Hello,

I'm having a problem with my MySQL InnoDB table, only one of five. Every now and then a row or two will go missing completely with no trace of it being there in the first place. I have a website which takes HTTP requests from my desktop side client app and if their HWID isn't in the database, it adds it. The app connects every 1-5 minutes and works flawlessy (if I delete their row while it's running, it re-adds it. If I delete the row, then run the app, it re-adds it again).

But for some reason, once the row goes missing by itself, it won't re-add until it decides it wants to (seems to be random times). I've looked around online and can only find information on things such as missing rows once tables have been converted from MyISAM to InnoDB - my tables were created as InnoDB tables.

Any advice?
Thanks.

To be clear, are you saying that the database removes the rows? that is, no calling code is responsible? And if the database has removed a row, your app won't add it again like its supposed too?
How are you determing that a row has disappeared?

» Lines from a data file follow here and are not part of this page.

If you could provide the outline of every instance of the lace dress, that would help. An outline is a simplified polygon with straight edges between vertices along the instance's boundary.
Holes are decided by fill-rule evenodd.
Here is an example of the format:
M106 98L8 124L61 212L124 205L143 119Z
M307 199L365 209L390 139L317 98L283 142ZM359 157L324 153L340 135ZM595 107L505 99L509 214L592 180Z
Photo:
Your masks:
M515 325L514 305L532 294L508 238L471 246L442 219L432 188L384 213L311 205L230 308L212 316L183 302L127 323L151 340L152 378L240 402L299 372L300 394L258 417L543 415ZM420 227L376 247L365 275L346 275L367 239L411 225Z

The behavior doesn't seem to be from the database table itself but could be a hidden bug in your application. It is not easy to catch this kind of bug unless you are lucky enough to create the exact condition. I would rather look through your code than to assume from the situation...

To be clear, are you saying that the database removes the rows? that is, no calling code is responsible? And if the database has removed a row, your app won't add it again like its supposed too?
How are you determing that a row has disappeared?

I'm not sure what's responsible but it seems to be that once the row has disappeared, it adds back at random times - my application will connect multiple times but only add back randomly.

The difficulty with this is that the above paragraph makes it look highly likely that my application sending the data is responsible. But, it works flawlessly with everyone, up until a row seems to disappear out of thin air.

The behavior doesn't seem to be from the database table itself but could be a hidden bug in your application. It is not easy to catch this kind of bug unless you are lucky enough to create the exact condition. I would rather look through your code than to assume from the situation...

What sort of code should I be looking at? I don't think it's my application because all that does is send data to php files which then handle the mysqli part. The thing is, is that is only does it for some people and not others - it doesn't do it for me so it's super difficult to debug (as you've mentioned about the exact conditions).

Is the PHP code being used by anything else? If yes, then you could check whether it is your code (possibly) by seeing if the error occurs when another app uses the PHP library. Is that possible?
Otherwise, is it always the same people that get the error? And some never get it? Any information you can get will help you track down the cause.
Lastly, is adding logging code around the inserting/updating code feasible? If you could start logging the events you might locate the problem.